CHAPTER VII
A FLIGHT
The “comfortless lodging” mentioned by Miss Mitford was on the Surrey side of Blackfriars Bridge, where Dr. Mitford, it seems, was able to find a refuge from his creditors within the rules of the King’s Bench.
“What my father’s plans were,” writes his daughter in later years, “I do not exactly know; probably to gather together what disposable money still remained after paying all debts from the sale of books, plate and furniture at Lyme and thence to proceed ... to practise in some distant town. At all events London was the best starting-place, and he could consult his old fellow-pupil and life-long friend, Dr. Babington, then one of the physicians to Guy’s Hospital, and refresh his medical studies with experiments and lectures. In the meanwhile his spirits returned as buoyant as ever, and so, now that fear had changed into certainty, did mine.”
[Illustration: BLACKFRIARS BRIDGE (1796)]
But at this time, when the prospects of the family seemed to be irretrievably overclouded and when dire poverty stared them in the face, an extraordinary event occurred to raise them suddenly into affluence!
“In the intervals of his professional pursuits,” writes Mary, “my father walked about London with his little girl in his hand; and one day (it was my birthday, and I was ten years old) he took me into a not very tempting-looking place which was, as I speedily found, a lottery office. An Irish lottery was upon the point of being drawn, and he desired me to choose one out of several bits of printed paper (I did not then know their significance) that lay upon the counter.
“‘Choose which number you like best,’ said the dear papa, ‘and that shall be your birthday present.’
“I immediately selected one, and put it into his hand: No. 2224.
“‘Ah,’ said my father, examining it, ‘you must choose again. I want to buy a whole ticket, and this is only a quarter. Choose again, my pet.’
“‘No, dear papa, I like this one best.’
“‘Here is the next number,’ interposed the lottery office keeper, ‘No. 2223.’
“‘Ay,’ said my father, ‘that will do just as well. Will it not, Mary? We’ll take that.’
“‘No,’ returned I obstinately, ‘that won’t do. This is my birthday you know, papa, and I am ten years old. Cast up _my_ number and you’ll find that makes ten. The other is only nine.”
“My father, superstitious like all speculators, struck with my pertinacity and with the reason I gave, resisted the attempt of the office keeper to tempt me by different tickets, and we had nearly left the shop without a purchase when the clerk who had been examining different desks and drawers, said to his principal:
“‘I think, sir, the matter may be managed if the gentleman does not mind paying a few shillings more. That ticket 2224 only came yesterday, and we have still all the shares: one-half, one-quarter, one-eighth, two-sixteenths. It will be just the same if the young lady is set upon it.’
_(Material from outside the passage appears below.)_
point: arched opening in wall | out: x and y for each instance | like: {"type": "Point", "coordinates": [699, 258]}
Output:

“The young lady was set upon it, and the shares were purchased.
“The whole affair was a secret between us, and my father, whenever he got me to himself, talked over our future twenty thousand pounds—just like Alnaschar over his basket of eggs.
“Meanwhile time passed on, and one Sunday morning we were all preparing to go to church when a face that I had forgotten, but my father had not, made its appearance. It was the clerk of the lottery office. An express had just arrived from Dublin announcing that No. 2224 had been drawn a prize of twenty thousand pounds, and he had hastened to communicate the good news.”
“Ah, me!” writes Miss Mitford in later life. “In less than twenty years what was left of the produce of the ticket so strangely chosen? What? except a Wedgwood dinner-service that my father had had made to commemorate the event, with the Irish harp within the border on one side and his family crest on the other! That fragile and perishable ware outlasted the more perishable money.”
The writer of a graceful article entitled, “In Miss Mitford’s Country,” which appeared in a magazine several years ago, saw at a friend’s house in Reading some odd pieces of this very dinner-service. These consisted of “a tureen of beautiful shape, two or three soup-plates and a couple of butter-boats and stands in one, in Wedgwood fashion.” When handling the china she observed “that the Mitford crest was stamped on one side of the pieces while on the opposite side appeared a harp bearing between the strings the mystic number 2224.”
She supposed this to be the Wedgwoods’ private number, and it was not until she came upon the passage just quoted in Miss Mitford’s _Recollections of a Literary Life_ that the mystery was solved.